The scandal of misusing our bodies through, for instance, sexual sin is not that God doesn’t want us to enjoy our bodies or our sexuality. Instead, it is that our bodies— sacred objects intended for worship of the living God— can become a place of   sacrilege.

When we use our bodies to rebel against God or to worship the false gods of sex, youth, or personal autonomy, we are not simply breaking an archaic and arbitrary commandment. We are using a sacred object— in fact, the most sacred object on earth— in a way that denigrates its beautiful and high purpose.

Sexual sin is a scandal in the Scriptures not because the apostles were blushing prigs— they were, in reality, a rather salty bunch— or because the body is dirty or evil, but because our skin and muscles and feet and hands are more sacred than any communion chalice or baptismal font.

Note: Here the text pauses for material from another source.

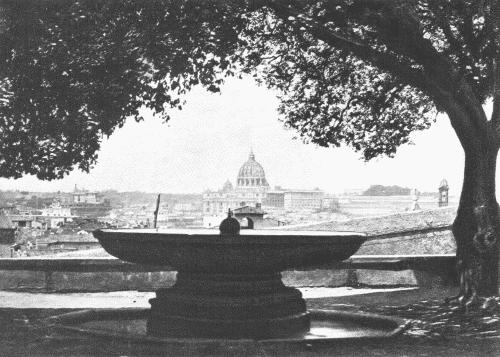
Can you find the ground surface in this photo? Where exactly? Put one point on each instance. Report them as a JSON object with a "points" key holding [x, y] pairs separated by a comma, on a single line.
{"points": [[436, 331]]}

Ignoring Scripture’s teaching about the proper use of the body and using our bodies for our own false worship is a misuse of the sacred akin to using consecrated bread and wine in a Wiccan goddess ceremony.

Similarly, when we denigrate our bodies— whether through neglect or staring at our faces and counting up our flaws— we are belittling a sacred site, a worship space more wondrous than the most glorious, ancient cathedral. We are standing before the Grand Canyon or the Sistine Chapel and rolling our eyes.

But when we use our bodies for their intended purpose— in gathered worship, raising our hands or singing or kneeling, or,   in   our average day, sleeping or savoring a meal or jumping or hiking or running or having sex with our spouse or kneeling in prayer or nursing a baby or digging a garden— it is glorious, as glorious as a great cathedral being used just as its architect had dreamt it would be.

In my tradition, when a chalice is broken or an altar cloth is torn, we don’t throw it in the trash; it must be buried or burned. Leftover consecrated wine is either drunk or poured into the ground, never down the drain. We do this because these objects are sacred, set apart, and worthy of care. In the same way, care for the body— even these small, daily tasks of maintenance— is a way we honor our bodies as sacred parts of worship.